As most of you will be aware, it has been confirmed that the AS and A2 are being decoupled from September 2015, essentially meaning that the AS will return to a standalone qualification rather that part of a full A Level. In addition to this, beginning in September 2015, modular examinations will be replaced with a linear system, in essence, meaning the girls will be assessed at the end of Upper Sixth alone rather than at the end of Lower Sixth and again at the end of Upper Sixth – a return to the system of A Levels that you and I did when we were at school.
There is no doubt that this presents us as a school with a challenge and your daughters as students with a challenge. Our job, at St Martha’s is to take a look at this situation and ensure the path that we take places our girls in the strongest possible position when it comes to applying to university but also takes into account the way in which perform strongest in assessments.
The whole process has been complicated by a variety of factors. Some schools who offer what has been described as a ‘mixed economy’ of IB, A Level and Pre U courses are simply continuing with this. Some schools are delivering the AS in all subjects in Lower Sixth and then choosing the three subjects to continue and others are offering a combination of both of these.
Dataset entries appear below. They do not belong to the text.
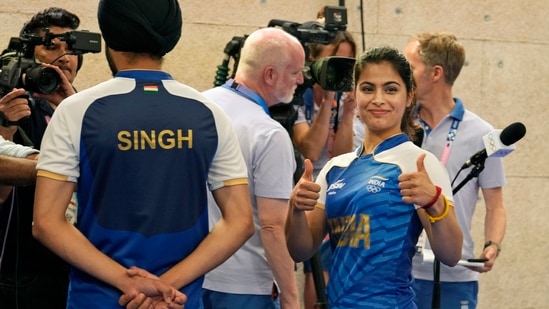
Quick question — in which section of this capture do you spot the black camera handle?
[431,158,486,309]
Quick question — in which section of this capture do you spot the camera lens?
[24,66,61,93]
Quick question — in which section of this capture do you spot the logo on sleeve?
[366,176,388,193]
[326,179,345,195]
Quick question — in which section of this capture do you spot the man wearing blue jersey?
[286,47,462,309]
[33,0,253,308]
[405,32,507,309]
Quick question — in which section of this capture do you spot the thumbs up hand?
[398,153,437,206]
[290,159,320,211]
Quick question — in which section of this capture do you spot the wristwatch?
[484,240,501,255]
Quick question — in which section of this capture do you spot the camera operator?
[0,7,82,308]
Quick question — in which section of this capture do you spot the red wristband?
[421,186,442,209]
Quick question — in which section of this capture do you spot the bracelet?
[425,194,450,223]
[421,186,442,209]
[484,240,501,256]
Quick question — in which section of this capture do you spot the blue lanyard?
[439,118,460,165]
[223,78,271,116]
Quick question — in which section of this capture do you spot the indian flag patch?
[143,85,158,93]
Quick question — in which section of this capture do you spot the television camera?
[0,28,101,96]
[214,6,355,91]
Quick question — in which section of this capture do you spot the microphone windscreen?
[499,122,526,146]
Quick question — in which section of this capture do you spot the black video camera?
[0,29,101,96]
[268,6,355,91]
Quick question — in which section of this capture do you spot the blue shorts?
[303,241,332,273]
[413,279,478,309]
[202,289,280,309]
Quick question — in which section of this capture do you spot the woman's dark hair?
[354,46,418,140]
[21,7,80,35]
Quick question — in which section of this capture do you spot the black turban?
[97,0,183,56]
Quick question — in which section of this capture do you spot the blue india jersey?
[317,134,452,309]
[38,71,247,308]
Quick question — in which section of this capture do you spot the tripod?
[431,158,486,309]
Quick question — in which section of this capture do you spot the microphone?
[461,122,526,169]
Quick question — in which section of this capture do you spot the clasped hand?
[118,266,187,309]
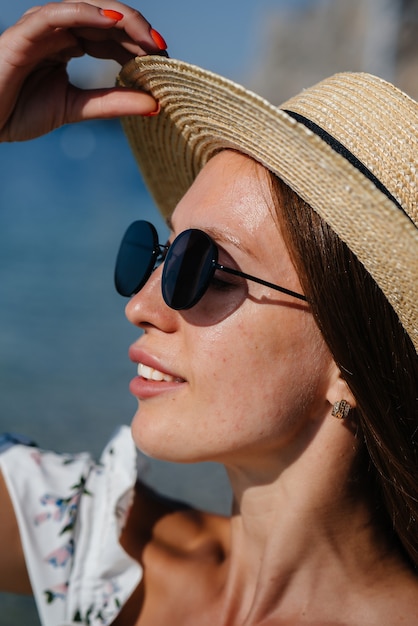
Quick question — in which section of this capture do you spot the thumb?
[66,87,158,123]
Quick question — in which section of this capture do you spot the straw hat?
[118,56,418,351]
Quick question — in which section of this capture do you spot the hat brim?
[119,57,418,351]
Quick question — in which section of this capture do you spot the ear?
[326,363,357,409]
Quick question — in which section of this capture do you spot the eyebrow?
[166,216,259,260]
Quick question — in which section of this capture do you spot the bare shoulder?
[115,483,230,626]
[122,482,229,560]
[0,470,32,594]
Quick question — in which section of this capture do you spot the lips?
[138,363,183,383]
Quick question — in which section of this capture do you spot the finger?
[66,86,158,123]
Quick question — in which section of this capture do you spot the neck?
[219,416,404,624]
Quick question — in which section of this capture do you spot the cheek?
[189,310,329,430]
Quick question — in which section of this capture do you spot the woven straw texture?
[119,57,418,351]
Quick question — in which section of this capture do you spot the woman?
[0,2,418,626]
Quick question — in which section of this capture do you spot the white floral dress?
[0,426,142,626]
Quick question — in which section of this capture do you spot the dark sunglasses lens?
[115,221,158,296]
[162,230,217,311]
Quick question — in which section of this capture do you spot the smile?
[138,363,183,383]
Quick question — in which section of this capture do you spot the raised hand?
[0,0,165,141]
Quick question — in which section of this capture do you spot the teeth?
[138,363,179,383]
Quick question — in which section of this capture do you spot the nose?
[125,265,178,332]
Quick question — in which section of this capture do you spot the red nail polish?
[150,28,167,50]
[100,9,123,22]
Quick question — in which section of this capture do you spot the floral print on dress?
[34,457,92,604]
[0,427,142,626]
[73,580,121,626]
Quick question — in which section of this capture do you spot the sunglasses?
[115,220,307,311]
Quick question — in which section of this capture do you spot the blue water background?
[0,122,230,626]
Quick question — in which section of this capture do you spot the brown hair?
[271,174,418,568]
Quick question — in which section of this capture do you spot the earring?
[331,400,351,420]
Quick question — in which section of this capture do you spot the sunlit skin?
[117,152,417,626]
[0,0,418,626]
[126,153,340,470]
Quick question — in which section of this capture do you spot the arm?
[0,0,161,141]
[0,472,31,594]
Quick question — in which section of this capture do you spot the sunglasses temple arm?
[215,263,308,302]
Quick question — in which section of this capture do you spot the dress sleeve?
[0,426,142,626]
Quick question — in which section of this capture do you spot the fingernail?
[100,9,123,22]
[142,102,161,117]
[149,28,167,50]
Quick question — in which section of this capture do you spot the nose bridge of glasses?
[153,241,170,269]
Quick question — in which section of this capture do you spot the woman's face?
[127,151,333,465]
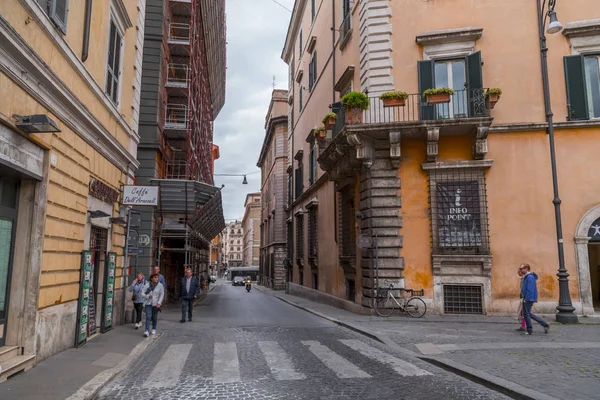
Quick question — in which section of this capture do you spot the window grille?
[296,214,304,259]
[444,285,483,314]
[90,225,108,253]
[339,185,356,260]
[308,207,319,262]
[430,168,489,255]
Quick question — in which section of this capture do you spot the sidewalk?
[257,286,600,399]
[0,284,217,400]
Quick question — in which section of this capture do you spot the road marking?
[302,340,371,379]
[258,341,306,381]
[143,344,192,389]
[213,342,241,383]
[340,339,432,376]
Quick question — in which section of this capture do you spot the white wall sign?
[123,185,158,206]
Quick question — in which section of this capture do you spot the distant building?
[257,90,291,289]
[223,221,244,267]
[242,192,260,267]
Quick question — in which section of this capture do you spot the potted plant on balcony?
[423,87,454,104]
[485,88,502,109]
[315,126,327,140]
[323,112,337,130]
[379,92,408,107]
[342,92,369,125]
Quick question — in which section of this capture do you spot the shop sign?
[123,186,158,206]
[75,251,92,347]
[436,181,482,247]
[102,253,117,333]
[90,178,119,203]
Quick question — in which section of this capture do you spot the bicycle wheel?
[404,297,427,318]
[375,297,394,317]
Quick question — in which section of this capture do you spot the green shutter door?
[564,56,589,121]
[417,60,435,120]
[466,51,485,117]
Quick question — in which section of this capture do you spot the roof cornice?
[281,0,307,64]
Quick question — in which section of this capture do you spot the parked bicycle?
[375,285,427,318]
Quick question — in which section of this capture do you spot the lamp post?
[537,0,577,324]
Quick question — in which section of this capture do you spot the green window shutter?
[417,60,435,120]
[466,51,485,117]
[564,55,590,121]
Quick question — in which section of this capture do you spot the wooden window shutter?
[564,55,590,121]
[417,60,435,120]
[48,0,69,35]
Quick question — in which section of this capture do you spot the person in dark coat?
[179,268,200,323]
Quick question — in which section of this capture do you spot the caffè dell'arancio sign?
[90,178,119,203]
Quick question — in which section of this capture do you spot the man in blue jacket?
[519,264,550,335]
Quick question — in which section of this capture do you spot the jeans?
[181,299,194,320]
[133,303,144,324]
[144,304,158,332]
[523,301,548,333]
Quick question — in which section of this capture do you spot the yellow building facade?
[282,0,600,315]
[0,0,145,375]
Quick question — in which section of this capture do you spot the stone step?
[0,346,19,365]
[0,355,35,383]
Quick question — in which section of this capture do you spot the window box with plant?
[423,87,454,104]
[379,92,408,107]
[485,88,502,109]
[323,112,337,130]
[315,126,327,140]
[342,92,369,125]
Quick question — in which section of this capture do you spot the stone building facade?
[257,90,288,289]
[0,0,145,380]
[223,221,244,267]
[242,192,260,267]
[282,0,600,314]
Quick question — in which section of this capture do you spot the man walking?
[180,268,200,324]
[519,264,550,335]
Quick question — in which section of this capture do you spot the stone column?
[360,147,404,307]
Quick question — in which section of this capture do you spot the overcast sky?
[214,0,294,219]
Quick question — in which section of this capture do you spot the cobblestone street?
[99,284,505,399]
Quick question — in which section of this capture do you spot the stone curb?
[418,356,559,400]
[66,333,162,400]
[270,290,559,400]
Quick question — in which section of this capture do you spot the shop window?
[430,168,490,255]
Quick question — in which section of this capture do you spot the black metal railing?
[332,89,489,138]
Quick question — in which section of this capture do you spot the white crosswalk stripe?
[302,340,371,379]
[258,341,306,381]
[213,342,241,383]
[143,344,192,389]
[340,339,432,376]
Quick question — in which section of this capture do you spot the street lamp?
[537,0,577,324]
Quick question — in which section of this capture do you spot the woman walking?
[142,274,165,337]
[129,272,144,329]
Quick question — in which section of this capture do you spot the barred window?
[430,168,490,254]
[308,207,319,261]
[296,214,304,259]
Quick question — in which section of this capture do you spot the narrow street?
[99,281,505,399]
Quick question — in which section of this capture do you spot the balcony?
[317,89,493,181]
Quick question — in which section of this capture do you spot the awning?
[190,190,225,242]
[151,179,223,216]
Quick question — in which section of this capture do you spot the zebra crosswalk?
[143,339,432,389]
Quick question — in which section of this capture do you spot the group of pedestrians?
[129,267,167,337]
[129,267,210,337]
[517,264,550,335]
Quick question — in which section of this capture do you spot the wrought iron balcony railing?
[332,89,489,137]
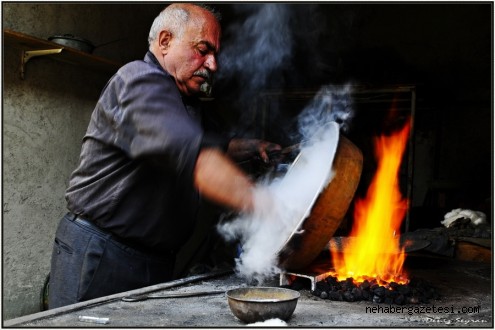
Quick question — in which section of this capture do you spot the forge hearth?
[4,256,493,328]
[283,273,440,305]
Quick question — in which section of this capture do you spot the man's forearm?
[194,148,254,211]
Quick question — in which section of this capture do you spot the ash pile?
[311,276,440,305]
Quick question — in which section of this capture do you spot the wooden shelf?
[3,30,122,77]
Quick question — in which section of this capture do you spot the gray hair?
[148,4,221,46]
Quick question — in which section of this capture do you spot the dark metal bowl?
[227,287,300,323]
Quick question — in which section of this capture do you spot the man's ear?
[158,30,172,54]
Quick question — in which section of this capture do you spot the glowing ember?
[331,118,410,285]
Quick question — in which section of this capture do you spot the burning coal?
[332,119,410,284]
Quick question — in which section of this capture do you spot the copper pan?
[277,130,363,270]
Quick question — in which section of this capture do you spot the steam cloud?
[217,3,293,107]
[217,3,352,283]
[217,86,352,283]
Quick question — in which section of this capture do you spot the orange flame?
[331,122,410,284]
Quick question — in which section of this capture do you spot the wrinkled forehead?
[182,12,221,51]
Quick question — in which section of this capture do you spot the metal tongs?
[122,290,225,302]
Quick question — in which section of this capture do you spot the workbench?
[3,257,493,328]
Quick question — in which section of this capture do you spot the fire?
[332,122,410,284]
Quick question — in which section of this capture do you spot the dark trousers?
[48,213,175,308]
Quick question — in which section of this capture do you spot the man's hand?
[227,139,282,164]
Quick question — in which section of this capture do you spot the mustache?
[193,69,213,81]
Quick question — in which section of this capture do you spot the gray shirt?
[66,52,221,252]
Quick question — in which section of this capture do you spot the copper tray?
[277,129,363,270]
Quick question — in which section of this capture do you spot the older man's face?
[165,13,220,95]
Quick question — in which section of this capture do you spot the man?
[49,4,280,308]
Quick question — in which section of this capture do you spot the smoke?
[217,86,352,283]
[217,3,293,107]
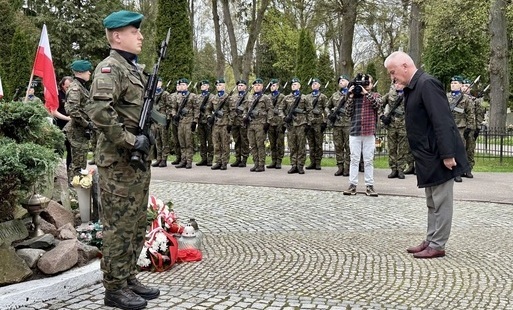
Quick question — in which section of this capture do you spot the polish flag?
[32,25,59,111]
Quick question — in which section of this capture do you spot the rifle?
[242,82,271,124]
[130,28,171,171]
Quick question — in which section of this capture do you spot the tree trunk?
[408,0,425,68]
[212,0,225,78]
[489,0,509,129]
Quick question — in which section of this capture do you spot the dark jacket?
[404,69,469,187]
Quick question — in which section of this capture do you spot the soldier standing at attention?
[305,78,328,170]
[87,11,160,309]
[230,80,249,168]
[207,79,232,170]
[243,78,272,172]
[267,79,285,169]
[196,80,214,166]
[326,75,351,177]
[447,75,476,182]
[64,60,94,182]
[151,78,170,168]
[380,83,410,179]
[280,78,312,174]
[173,78,199,169]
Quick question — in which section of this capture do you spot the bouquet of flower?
[71,169,94,188]
[137,196,183,271]
[77,221,103,249]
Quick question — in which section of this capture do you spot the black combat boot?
[239,157,248,168]
[335,165,344,177]
[103,287,148,310]
[388,169,397,179]
[230,157,240,167]
[127,278,160,300]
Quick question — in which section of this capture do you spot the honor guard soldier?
[86,11,160,309]
[267,79,285,169]
[327,75,351,177]
[280,78,312,174]
[173,78,199,169]
[64,60,94,182]
[230,80,249,167]
[207,79,232,170]
[305,78,328,170]
[447,75,476,182]
[242,78,272,172]
[196,80,214,166]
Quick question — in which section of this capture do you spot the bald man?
[384,52,469,258]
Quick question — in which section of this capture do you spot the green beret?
[253,78,264,85]
[103,11,144,29]
[451,75,463,83]
[71,60,93,72]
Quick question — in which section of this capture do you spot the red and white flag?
[32,25,59,111]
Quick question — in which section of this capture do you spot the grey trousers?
[425,179,454,250]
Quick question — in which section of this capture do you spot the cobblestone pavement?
[14,181,513,310]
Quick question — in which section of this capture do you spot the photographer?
[344,73,381,196]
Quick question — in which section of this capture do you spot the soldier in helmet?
[86,11,160,309]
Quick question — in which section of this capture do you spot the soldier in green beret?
[63,60,94,183]
[87,11,160,309]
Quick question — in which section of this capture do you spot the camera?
[348,73,370,97]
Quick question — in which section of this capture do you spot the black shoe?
[127,279,160,300]
[388,169,398,179]
[210,163,221,170]
[103,287,148,310]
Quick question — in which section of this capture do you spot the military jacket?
[207,93,233,126]
[305,92,328,124]
[86,50,146,167]
[243,94,272,125]
[280,94,312,126]
[269,93,285,126]
[173,92,199,123]
[326,91,351,127]
[447,92,476,129]
[64,79,90,131]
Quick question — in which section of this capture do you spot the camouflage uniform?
[173,91,199,169]
[229,91,249,167]
[207,92,232,170]
[326,89,351,176]
[196,91,214,166]
[64,78,93,182]
[243,86,272,172]
[267,91,285,169]
[87,50,151,291]
[380,87,410,179]
[305,87,328,170]
[280,91,312,173]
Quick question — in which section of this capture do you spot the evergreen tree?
[156,0,194,81]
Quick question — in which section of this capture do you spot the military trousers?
[267,125,285,162]
[287,125,306,167]
[248,123,266,167]
[178,120,194,164]
[306,124,324,165]
[198,122,214,163]
[231,126,249,159]
[333,126,351,169]
[212,124,231,165]
[98,158,151,290]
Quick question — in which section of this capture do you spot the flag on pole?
[32,25,59,111]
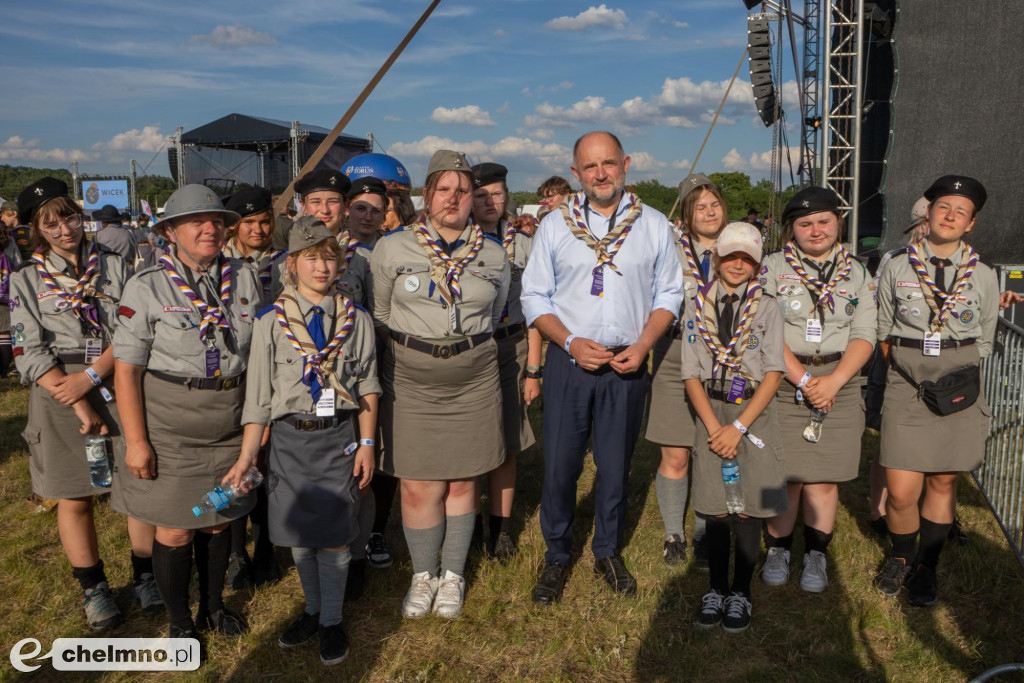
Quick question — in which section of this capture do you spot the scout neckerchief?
[273,286,355,404]
[32,242,103,334]
[413,213,483,306]
[160,254,231,342]
[906,242,978,332]
[694,279,763,380]
[559,191,643,296]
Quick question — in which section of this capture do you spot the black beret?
[473,162,509,187]
[224,185,272,218]
[782,186,840,223]
[295,168,352,197]
[348,175,387,201]
[921,175,988,211]
[17,176,68,225]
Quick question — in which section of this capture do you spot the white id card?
[316,389,335,418]
[804,317,821,344]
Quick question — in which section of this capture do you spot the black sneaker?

I have attended a number of meetings, consultations and debates on this issue that have shaped my view on this in relation to St Martha’s. I know that different schools will adopt different positions but what has been central in my mind is making sure whichever model we adopt for St Martha’s will be right for the girls we have in our classroom rather than worrying about league table performance or other external factors. I have asked our Heads of Faculty to explore the various avenues open to them in each of the subjects we offer and a great deal of discussion has taken place internally at St Martha’s about which route is best for us to take.
When taking this pragmatic approach it has become clear which system plays to the strength of our staff and girls. You will recall that at our Sixth Form Open evening we made it clear that we would be asking the girls to choose four subjects and this remains the case for the majority. I am aware that some of our girls will wish to study five and others focus on three, but the fact remains that universities will only make offers based on the subjects they are studying at A Level and will not build AS Levels into any offer. I am of course keen to ensure that our girls are not disadvantaged when it comes to university applications and so it is our believe that by asking the girls to make a decision at Christmas in Lower Sixth of what subject they would like to complete to AS and which three they would like to take to A level provides them with something different. It also enables us to have five straight terms of teaching without the disruption of examinations in the summer term of Lower Sixth. This does mean that we will continue to track and monitor their progress on a regular basis, using opportunities like internal and end of year examinations to provide us with the information we need to analyse where they are in each of the subjects they are studying.
I have long been concerned that our girls begin a process of between three and eight years of continual assessment from Year Eleven depending on their choice after A Level. Examination results are vital but they are not the only aspect I want our girls to take from their seven years with us at St Martha’s. I believe the newly reformed A level system, with its emphasis on terminal exams, provides an excellent opportunity for St Martha’s girls to develop the intellectual maturity, agility and independence of mind which universities have long been asking for.  Freeing up Lower Sixth, will allow our girls to focus on wider and deeper learning, not just exam preparation. It will also give our girls more teaching and learning time and a much needed and highly desirable exam-free year.